2.2. Sample collection and processing

Patient blood samples were collected during the index ED visit via a clinically routine blood collection. All laboratory analyses were performed either at the UCMC Clinical Laboratory or the Clinical Nephrology Lab of the Cincinnati Children's Hospital Medical Center. Samples for routine standard‐of‐care laboratories were processed immediately, per standard laboratory protocols. Samples for assessing ADAMTS13 activity and VWF:Ag were centrifuged at 2000 g for 15 minutes at 4°C within 3 hours of collection and subsequently frozen at −80°C until analysis.

2.3. Measurements

The complete blood cell count (CBC) with differential was performed using a Beckman Coulter UniCel DxH 800 Cellular Analysis System on EDTA‐collected blood. Serum creatinine was measured using a kinetic alkaline picrate (modified Jaffe) method on either a Beckman Coulter AU480 Chemistry Analyzer or a Beckman Coulter AU5822 Chemistry Analyzer. Plasma aspartate transaminase (AST), alanine aminotransferase (ALT), total bilirubin, and albumin were analyzed on a Beckman Coulter AU5822 Chemistry Analyzer. Plasma concentrations of ferritin, fibrinogen, myoglobin, haptoglobin, and C‐reactive protein were measured with a Behring Nephelometer II System (BN II, Siemens Medical Solutions USA, Inc).
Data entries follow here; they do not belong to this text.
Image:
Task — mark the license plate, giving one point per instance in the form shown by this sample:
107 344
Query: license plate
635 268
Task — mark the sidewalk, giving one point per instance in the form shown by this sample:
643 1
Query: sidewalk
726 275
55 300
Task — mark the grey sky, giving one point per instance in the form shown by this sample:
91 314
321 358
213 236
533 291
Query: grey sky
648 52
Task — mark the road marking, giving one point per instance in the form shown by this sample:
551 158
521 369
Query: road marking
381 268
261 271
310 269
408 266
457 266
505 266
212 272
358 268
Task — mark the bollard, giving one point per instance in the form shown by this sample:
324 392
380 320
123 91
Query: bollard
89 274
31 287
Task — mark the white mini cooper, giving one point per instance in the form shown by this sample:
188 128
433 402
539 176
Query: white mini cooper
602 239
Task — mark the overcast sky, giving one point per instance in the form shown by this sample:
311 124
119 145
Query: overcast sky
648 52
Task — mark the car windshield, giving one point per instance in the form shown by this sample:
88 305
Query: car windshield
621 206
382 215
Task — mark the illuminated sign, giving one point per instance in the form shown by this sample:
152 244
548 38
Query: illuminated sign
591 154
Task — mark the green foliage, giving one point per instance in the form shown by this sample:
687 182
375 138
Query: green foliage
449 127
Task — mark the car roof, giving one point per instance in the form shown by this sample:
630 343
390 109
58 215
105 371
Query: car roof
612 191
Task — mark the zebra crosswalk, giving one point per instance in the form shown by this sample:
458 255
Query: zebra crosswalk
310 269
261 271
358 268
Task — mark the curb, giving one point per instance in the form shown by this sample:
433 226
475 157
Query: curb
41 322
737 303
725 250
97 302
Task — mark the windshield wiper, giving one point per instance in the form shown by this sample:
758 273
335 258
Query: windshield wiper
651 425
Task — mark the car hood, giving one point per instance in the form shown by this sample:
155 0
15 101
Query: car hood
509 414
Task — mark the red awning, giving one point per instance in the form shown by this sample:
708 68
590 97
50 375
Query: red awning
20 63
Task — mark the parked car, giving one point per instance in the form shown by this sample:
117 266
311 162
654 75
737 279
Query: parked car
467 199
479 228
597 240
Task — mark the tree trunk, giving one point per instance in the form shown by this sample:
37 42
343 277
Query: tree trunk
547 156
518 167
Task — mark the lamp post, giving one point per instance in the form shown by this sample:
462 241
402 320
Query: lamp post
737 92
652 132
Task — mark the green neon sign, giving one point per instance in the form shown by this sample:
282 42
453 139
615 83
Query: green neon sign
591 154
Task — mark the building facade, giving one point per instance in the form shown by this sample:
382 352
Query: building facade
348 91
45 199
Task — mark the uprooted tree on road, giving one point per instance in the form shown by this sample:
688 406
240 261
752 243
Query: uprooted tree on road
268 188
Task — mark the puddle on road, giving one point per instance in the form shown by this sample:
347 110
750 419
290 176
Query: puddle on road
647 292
Lactate dehydrogenase was assayed with Dimension RxL Max Integrated Chemistry System (Siemens Medical Solutions USA, Inc), while procalcitonin was measured with a chemiluminescent immunoassay (CLIA) on a Diasorin Liaison XL (DiaSorin S.p.A.). Measurements of plasma prothrombin time (PT), activated partial thromboplastin time (APTT), and D‐dimer were carried out with Stago STA‐R Evolution or Stago STA R MAX (Diagnostica Stago). VWF:Ag was measured using a Technozym enzyme‐linked immunosorbent assay kit (ELISA; DiaPharma Group Inc). A VWF:Ag level of >215 U/dL was considered elevated. 13 ADAMTS13 activity was measured using a fluorescence resonance energy transfer (FRET) assay (Immucor, Inc). An ADAMTS13 activity level of >67% was defined as normal activity. All assays were performed according to manufacturers' instructions and guidance.

2.4. Data collection

Patient data were extracted from electronic medical records (EMR) and recorded into a REDCap (Research Electronic Data Capture) database. Variables extracted included patient demographics, past medical history, clinical course, and COVID‐19 complications. Data extraction was performed by an ED physician, with select records checked for accuracy by a second ED physician. Data on the clinical course of patients hospitalized at index ED visit were recorded through discharge, while data on the clinical course of patients discharged at the index ED visit were monitored for 30 days.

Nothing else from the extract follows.